As described by the Mississippi Supreme Court, the facts of the case were as follows:

“Eddie Gilmer was an elected constable in Madison County at the time of his alleged criminal behavior. He served warrants in Madison County, including at the Pear Orchard Apartments in Ridgeland, Mississippi, where Debra Clayton occupied a second-floor apartment. In March 2003, Clayton noticed that Gilmer would arrive at the Pear Orchard Apartments in his official vehicle marked “Madison County Constable, District Number 3, Eddie Gilmer” around 9:00 p.m. and park his car in a space in the apartment complex parking lot with his vehicle facing Clayton’s apartment about 87 feet from her balcony. Gilmer would stay in his parked car for an hour or an hour and a half before driving away.”Clayton contacted the police about Gilmer’s suspicious behavior. Consequently,police officers conducted five separate surveillance operations. Officers captured Gilmer on tape, recording Clayton with a hand-held video camera while she was sitting inside her apartment in front of her balcony door, which was open about eighteen inches. The evidence demonstrated that, while filming, Gilmer often zoomed in on Clayton’s chest and crotch area. Eddie Gilmer was convicted of 5 counts of violating Mississippi’s video voyeurism statute (Miss. Code Ann. 97-29-2006) and was sentenced to 15 years in prison.

Analysis: I have not researched the law in this area, so these are only my uninformed initial impression. The due process challenge raised by Gilmer is that the statute as interpreted by the Mississippi Supreme Court is vague–i.e., it does not adequately provide fair warning on what is proscribed. This is a basic constitutional challenge studied in law school.
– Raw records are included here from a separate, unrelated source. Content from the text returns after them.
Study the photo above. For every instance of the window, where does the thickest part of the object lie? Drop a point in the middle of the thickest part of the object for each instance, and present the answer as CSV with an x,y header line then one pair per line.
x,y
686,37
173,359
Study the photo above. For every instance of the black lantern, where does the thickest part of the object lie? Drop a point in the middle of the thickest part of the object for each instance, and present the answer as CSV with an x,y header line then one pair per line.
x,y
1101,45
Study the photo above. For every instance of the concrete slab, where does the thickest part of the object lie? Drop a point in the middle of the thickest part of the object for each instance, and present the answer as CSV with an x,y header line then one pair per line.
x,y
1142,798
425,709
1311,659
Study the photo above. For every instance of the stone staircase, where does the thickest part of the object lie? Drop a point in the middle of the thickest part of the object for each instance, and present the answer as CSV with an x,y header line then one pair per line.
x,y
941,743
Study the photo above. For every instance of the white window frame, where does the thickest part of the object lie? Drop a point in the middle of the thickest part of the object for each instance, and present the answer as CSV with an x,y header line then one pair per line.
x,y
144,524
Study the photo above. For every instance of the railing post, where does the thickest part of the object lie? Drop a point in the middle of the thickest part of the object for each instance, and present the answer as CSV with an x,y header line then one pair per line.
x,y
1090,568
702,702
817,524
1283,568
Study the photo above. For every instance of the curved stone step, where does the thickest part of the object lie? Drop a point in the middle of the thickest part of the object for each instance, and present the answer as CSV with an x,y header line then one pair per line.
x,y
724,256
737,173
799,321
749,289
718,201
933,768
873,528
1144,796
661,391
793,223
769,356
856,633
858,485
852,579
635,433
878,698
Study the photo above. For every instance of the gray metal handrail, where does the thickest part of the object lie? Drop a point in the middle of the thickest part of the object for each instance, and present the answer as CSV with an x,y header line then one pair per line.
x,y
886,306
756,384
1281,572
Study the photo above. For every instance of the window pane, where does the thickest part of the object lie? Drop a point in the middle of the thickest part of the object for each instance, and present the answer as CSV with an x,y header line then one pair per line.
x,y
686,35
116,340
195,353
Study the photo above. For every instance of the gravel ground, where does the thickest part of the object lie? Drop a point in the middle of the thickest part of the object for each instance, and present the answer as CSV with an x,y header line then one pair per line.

Gilmer also raises a First Amendment challenge to the statute. This to me is the most interesting. Gilmer argues that the criminal statute is overbroad because it can criminalize the conduct of “anyone legitimately using a video camera.” Implicit in the argument, it seems to me, is the notion that people have a First Amendment right to videotape what is open in plain view to the public. I will think about the merits of that position some more.